Vor diesem Hintergrund erscheint es ausgeschlossen, im Wege der Einholung eines weiteren Sachverständigengutachtens eine Beseitigung der bestehenden Wertungsunterschiede herbeizuführen. Vielmehr waren die Gerichte gehalten, auf der Basis der voneinander abweichenden Darlegungen der Sachverständigen und unter Berücksichtigung der sonstigen Umstände des vorliegenden Falls eine eigenständige Entscheidung über die Erledigung der Unterbringung des Beschwerdeführers gemäß § 67d Abs. 1 Satz 1 StGB zu treffen.
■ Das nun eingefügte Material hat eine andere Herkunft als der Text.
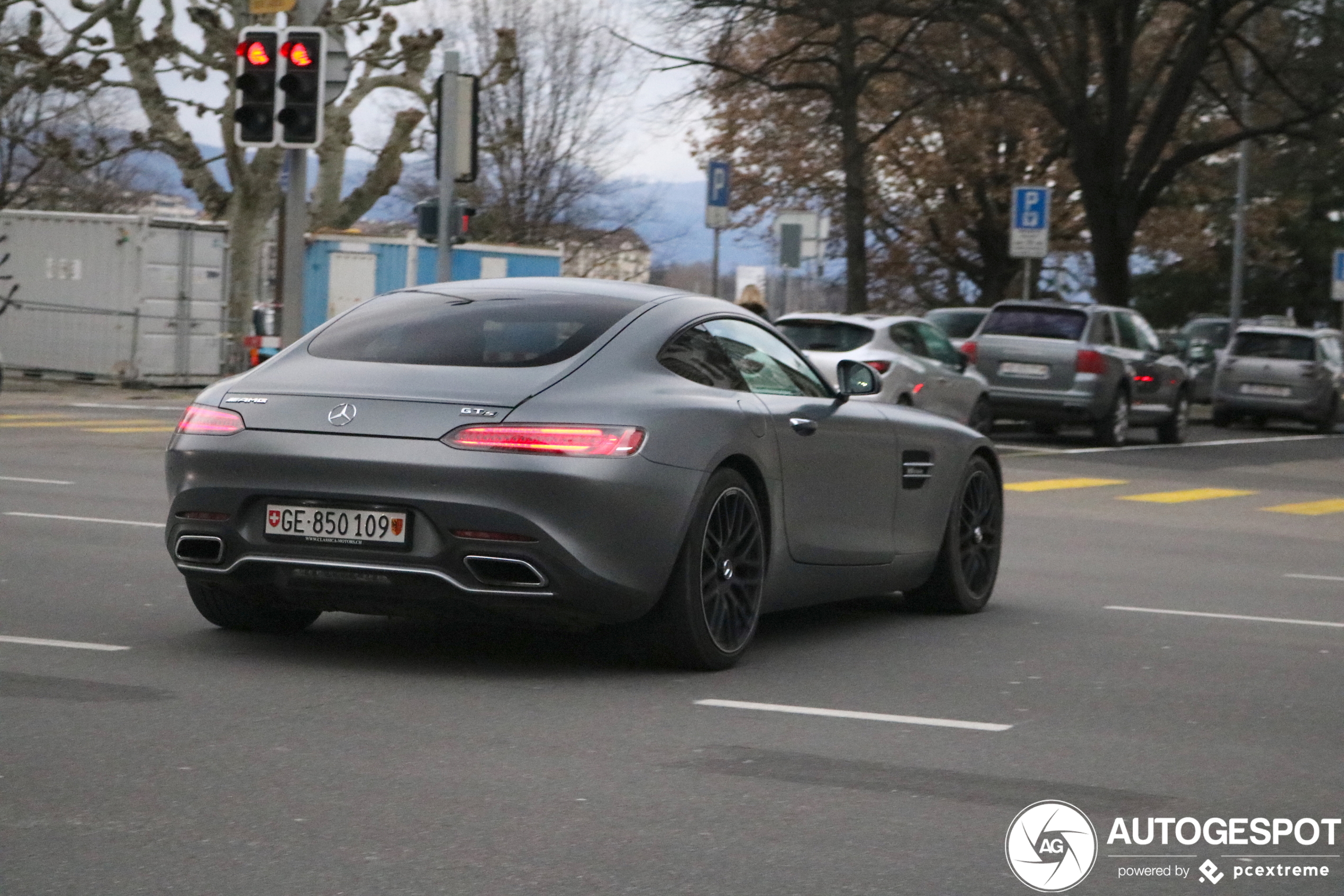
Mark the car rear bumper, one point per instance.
(1086, 401)
(604, 531)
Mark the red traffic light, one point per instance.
(297, 54)
(255, 53)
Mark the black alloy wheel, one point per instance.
(713, 601)
(968, 564)
(732, 566)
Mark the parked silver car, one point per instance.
(1053, 363)
(957, 323)
(917, 363)
(1281, 372)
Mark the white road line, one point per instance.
(84, 519)
(851, 714)
(132, 407)
(1154, 448)
(49, 643)
(1233, 616)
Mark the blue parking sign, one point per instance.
(1030, 207)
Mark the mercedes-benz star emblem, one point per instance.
(342, 414)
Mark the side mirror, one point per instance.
(857, 378)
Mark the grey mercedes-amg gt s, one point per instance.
(577, 452)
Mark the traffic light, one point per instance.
(303, 71)
(255, 84)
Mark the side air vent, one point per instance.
(916, 469)
(506, 571)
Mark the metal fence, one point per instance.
(89, 343)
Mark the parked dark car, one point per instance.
(1280, 372)
(1053, 363)
(573, 452)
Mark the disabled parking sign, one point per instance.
(1029, 235)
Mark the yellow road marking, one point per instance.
(1311, 508)
(132, 429)
(103, 422)
(1050, 486)
(1188, 495)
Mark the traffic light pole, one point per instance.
(447, 166)
(293, 225)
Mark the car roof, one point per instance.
(873, 322)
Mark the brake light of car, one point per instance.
(201, 419)
(557, 438)
(1091, 362)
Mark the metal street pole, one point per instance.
(447, 166)
(714, 273)
(293, 218)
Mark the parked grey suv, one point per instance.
(1284, 372)
(1053, 363)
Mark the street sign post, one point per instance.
(1029, 235)
(717, 212)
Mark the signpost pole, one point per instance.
(447, 166)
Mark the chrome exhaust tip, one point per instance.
(199, 548)
(504, 571)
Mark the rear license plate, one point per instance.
(337, 526)
(1031, 371)
(1272, 391)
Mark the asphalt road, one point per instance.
(386, 758)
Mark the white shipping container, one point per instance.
(113, 296)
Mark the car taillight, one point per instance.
(1091, 362)
(573, 441)
(201, 419)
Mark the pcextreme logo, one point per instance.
(1051, 847)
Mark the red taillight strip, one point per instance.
(573, 441)
(201, 419)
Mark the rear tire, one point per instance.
(968, 562)
(1174, 429)
(982, 417)
(710, 609)
(1327, 424)
(1113, 429)
(229, 609)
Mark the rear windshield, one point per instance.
(1281, 345)
(955, 323)
(449, 331)
(1041, 323)
(825, 336)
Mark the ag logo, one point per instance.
(1051, 847)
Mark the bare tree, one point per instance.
(155, 42)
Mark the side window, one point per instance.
(907, 339)
(1104, 332)
(698, 356)
(1331, 349)
(1147, 337)
(939, 347)
(1128, 332)
(765, 362)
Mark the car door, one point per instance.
(956, 392)
(838, 460)
(922, 369)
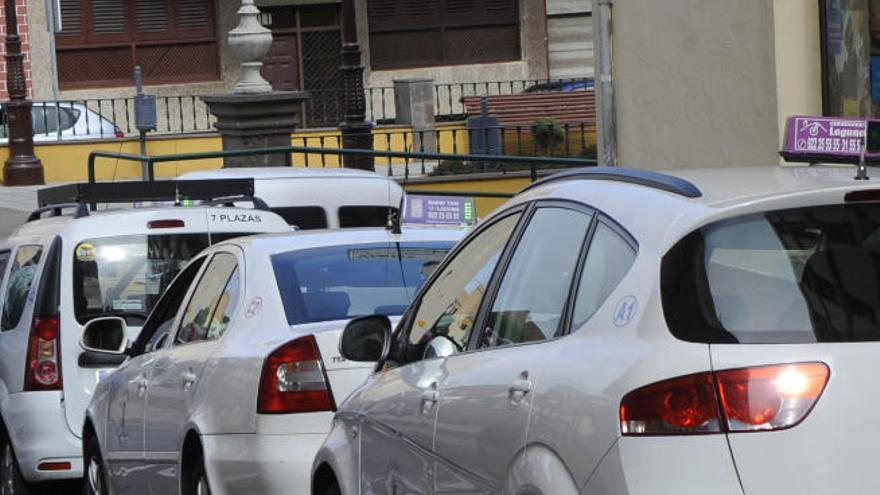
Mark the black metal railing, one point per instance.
(532, 164)
(448, 105)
b) Auch im Übrigen begegnet die Anordnung der Fortdauer der Unterbringung in den angegriffenen Beschlüssen keinen verfassungsrechtlichen Bedenken. Dies gilt insbesondere, soweit die Gerichte darauf verweisen, dass einer Aussetzung der weiteren Vollstreckung der Unterbringung zur Bewährung gemäß § 67d Abs. 2 StGB die erhebliche Gefahr weiterer Straftaten des Beschwerdeführers in Form des (schweren) sexuellen Missbrauchs von Kindern entgegenstehe. Das Risiko derartiger Taten im Falle einer Entlassung des Beschwerdeführers hat auch der Sachverständige Prof. K. nicht ausgeschlossen. Die hieran anschließenden Ausführungen der Gerichte zur Verhältnismäßigkeit der Fortdauer der Unterbringung geben keinen Anlass zu verfassungsrechtlicher Beanstandung. Dabei können auch die Hinweise des Beschwerdeführers auf die Annahme von Therapiedefiziten zum Nachteil des Beschwerdeführers durch den Sachverständigen Prof. K. dahinstehen. Nach den Feststellungen des Oberlandesgerichts liegen die Gründe dafür in der Person des Beschwerdeführers selbst, der sich im Ergebnis - insbesondere bedingt durch seine Persönlichkeitsproblematik - nicht auf eine erfolgreiche Behandlung einlassen könne. Gleichzeitig hat es aber die Möglichkeit gesehen, dass durch den Maßregelvollzug die Voraussetzungen für eine Entlassung mit vertretbarem Risiko noch geschaffen werden können, weil bei dem Beschwerdeführer eine Nachreifung erfolgt sei und die bisherigen therapeutischen Bemühungen immerhin zu einer leichten Milderung der Persönlichkeitsstörung geführt hätten. Dass das Oberlandesgericht vor diesem Hintergrund angesichts der Bedeutung der geschützten Rechtsgüter auch unter Berücksichtigung der Dauer der Unterbringung ein Überwiegen des Freiheitsinteresses des Beschwerdeführers gegenüber den Sicherungsinteressen der Allgemeinheit und eine darauf gestützte Beendigung der Unterbringung im Maßregelvollzug verneint hat, ist von Verfassungs wegen nicht zu beanstanden.

3. Von einer weiteren Begründung wird nach § 93d Abs. 1 Satz 3 BVerfGG abgesehen.

Diese Entscheidung ist unanfechtbar.